Rome Viterbo Airport (Italian: Aeroporto di Roma-Viterbo is a proposed re-use of Viterbo Air Force Base, a civilian, commercial and military airport about 80 km north of Rome, Italy.

Originally opened as a military airport in 1936, the airfield was dedicated to Tommaso Fabbri and is situated 3 km northwest of the town of Viterbo in the Lazio region.

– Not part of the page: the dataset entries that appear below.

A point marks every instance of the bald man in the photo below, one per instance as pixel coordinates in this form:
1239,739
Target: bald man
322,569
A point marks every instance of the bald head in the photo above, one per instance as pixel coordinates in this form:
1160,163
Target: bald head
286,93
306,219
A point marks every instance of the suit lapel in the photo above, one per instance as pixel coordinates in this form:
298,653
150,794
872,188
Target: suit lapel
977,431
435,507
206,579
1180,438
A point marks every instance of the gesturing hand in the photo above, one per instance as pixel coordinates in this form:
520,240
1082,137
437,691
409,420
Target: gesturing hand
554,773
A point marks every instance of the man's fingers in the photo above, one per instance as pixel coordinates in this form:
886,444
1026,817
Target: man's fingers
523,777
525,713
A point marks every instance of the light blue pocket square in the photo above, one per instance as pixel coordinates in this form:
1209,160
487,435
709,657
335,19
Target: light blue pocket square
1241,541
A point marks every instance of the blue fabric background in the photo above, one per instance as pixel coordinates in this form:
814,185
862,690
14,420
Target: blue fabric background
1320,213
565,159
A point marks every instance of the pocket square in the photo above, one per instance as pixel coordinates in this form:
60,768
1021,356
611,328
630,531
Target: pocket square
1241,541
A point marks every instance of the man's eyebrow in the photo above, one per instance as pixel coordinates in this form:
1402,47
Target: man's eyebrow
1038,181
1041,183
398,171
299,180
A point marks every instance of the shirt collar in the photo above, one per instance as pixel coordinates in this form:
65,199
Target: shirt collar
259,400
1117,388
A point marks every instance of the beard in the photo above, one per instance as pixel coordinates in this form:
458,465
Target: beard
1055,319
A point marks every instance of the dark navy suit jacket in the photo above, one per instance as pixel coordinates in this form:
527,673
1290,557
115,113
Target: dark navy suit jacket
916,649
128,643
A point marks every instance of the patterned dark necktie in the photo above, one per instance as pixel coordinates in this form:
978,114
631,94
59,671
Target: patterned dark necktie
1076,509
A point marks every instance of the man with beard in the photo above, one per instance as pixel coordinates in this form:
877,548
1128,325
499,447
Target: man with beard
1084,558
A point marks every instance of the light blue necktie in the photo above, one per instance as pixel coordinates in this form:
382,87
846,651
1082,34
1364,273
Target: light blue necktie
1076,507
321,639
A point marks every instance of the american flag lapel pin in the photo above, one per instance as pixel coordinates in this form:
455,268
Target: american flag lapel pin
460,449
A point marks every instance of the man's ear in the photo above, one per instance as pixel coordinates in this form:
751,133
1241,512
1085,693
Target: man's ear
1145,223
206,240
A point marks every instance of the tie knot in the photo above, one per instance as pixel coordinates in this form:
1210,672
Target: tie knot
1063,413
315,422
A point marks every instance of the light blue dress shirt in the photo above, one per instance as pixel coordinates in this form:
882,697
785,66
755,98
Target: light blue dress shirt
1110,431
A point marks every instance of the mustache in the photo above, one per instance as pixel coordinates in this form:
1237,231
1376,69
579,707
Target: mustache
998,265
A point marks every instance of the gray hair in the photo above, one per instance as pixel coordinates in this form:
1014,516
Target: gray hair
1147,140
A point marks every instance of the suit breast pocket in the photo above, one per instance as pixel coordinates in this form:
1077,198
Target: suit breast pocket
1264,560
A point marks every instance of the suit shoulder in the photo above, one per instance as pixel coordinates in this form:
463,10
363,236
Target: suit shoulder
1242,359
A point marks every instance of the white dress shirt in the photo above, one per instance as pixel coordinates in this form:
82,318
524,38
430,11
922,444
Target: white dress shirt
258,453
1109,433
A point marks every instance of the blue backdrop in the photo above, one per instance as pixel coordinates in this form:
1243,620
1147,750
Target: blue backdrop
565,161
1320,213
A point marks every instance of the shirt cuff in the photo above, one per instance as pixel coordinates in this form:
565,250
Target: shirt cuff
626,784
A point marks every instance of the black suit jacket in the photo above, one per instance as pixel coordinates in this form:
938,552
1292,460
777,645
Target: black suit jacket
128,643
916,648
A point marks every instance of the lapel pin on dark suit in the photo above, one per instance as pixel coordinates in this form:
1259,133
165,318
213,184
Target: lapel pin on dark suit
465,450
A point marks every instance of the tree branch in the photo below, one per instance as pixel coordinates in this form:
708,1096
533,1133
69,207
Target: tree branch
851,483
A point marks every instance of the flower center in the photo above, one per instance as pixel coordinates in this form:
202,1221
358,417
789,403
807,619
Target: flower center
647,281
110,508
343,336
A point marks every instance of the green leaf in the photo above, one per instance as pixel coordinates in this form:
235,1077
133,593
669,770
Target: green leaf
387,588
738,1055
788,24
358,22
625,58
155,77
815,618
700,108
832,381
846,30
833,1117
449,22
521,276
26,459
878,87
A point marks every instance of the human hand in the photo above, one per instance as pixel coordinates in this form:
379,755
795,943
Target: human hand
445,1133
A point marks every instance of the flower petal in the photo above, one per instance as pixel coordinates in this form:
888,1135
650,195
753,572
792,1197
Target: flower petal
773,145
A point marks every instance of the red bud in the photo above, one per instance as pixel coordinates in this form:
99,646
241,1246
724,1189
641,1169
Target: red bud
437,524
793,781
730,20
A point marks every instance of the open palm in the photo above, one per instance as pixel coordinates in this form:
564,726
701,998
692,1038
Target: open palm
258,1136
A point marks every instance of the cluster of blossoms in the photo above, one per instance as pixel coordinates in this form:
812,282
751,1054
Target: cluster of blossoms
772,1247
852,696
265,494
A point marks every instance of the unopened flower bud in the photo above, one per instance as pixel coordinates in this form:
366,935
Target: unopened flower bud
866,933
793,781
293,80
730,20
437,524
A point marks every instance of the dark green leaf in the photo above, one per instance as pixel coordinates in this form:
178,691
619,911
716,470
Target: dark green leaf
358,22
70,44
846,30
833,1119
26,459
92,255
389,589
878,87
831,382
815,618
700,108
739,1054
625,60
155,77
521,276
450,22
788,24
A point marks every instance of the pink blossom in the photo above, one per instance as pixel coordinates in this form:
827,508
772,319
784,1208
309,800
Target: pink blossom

On November 26, 2007, Italian transport minister Alessandro Bianchi announced that Viterbo had been chosen by the Italian Ministry of Transport as the site of the next Airport to serve Rome, alongside Leonardo da Vinci Airport, and Rome Ciampino Airport. It was chosen over alternative sites in Latina, Frosinone, and Guidonia. However, these plans have since been abandoned.

==Planning process==
In October, 2008, proposed operator, Aeroporti di Roma (ADR), signed a concession agreement with Italy's civil aviation authority, Ente Nazionale per l'Aviazione Civile (ENAC), under which ADR will prepare
- a technical-operational feasibility study for Viterbo Airport, examining aviation and traffic issues as well as the situation of the major airport sub-systems and defining the size of the airport area;
- a preliminary environmental report on any significant impact of Viterbo airport works, to start the consultation provided for under Law Decree n. 152 dated 3 April 2006 and subsequent supplements and amendments;
- a study of Ciampino Airport environmental capacity, in order to develop an economically sustainable reduced traffic model, to be mandatorily adopted for the future, being capable to fulfil the territory environmental requirements;
- the airport Master Plan, envisaging the reduction of operations at Ciampino airport concurrently with the start of the new operations at Viterbo airport, accompanied by the relevant Environmental Impact Study. An adequate policy will also be requested for the commercial value increase of non-aviation activities both inside and outside the airport area, together with the definition of a transport infrastructure system suitable to support the traffic flow generated by the construction of the new airport;
- the economic-financial plan, to reliably support the works implementation programme, together with cost estimate and financial coverage, identifying own financial resources and any external financing means;
- Ciampino Airport infrastructure adaptation plan, by re-planning the activities as required to ensure time consistency with the opening and operation of Viterbo airport

==Ground transportation==

In October, 2008, the government of the Lazio region presented a plan to improve the Viterbo to Rome rail connections to offer a 70-minute travel time, and operate a train every 15 minutes. The government stated that the service will be operated with new 10 trainsets.

==Navigational aids and codes==
It is currently the site of a non-directional beacon designated VIB, but its IATA Airport Code has not yet been determined, though VTB has been proposed.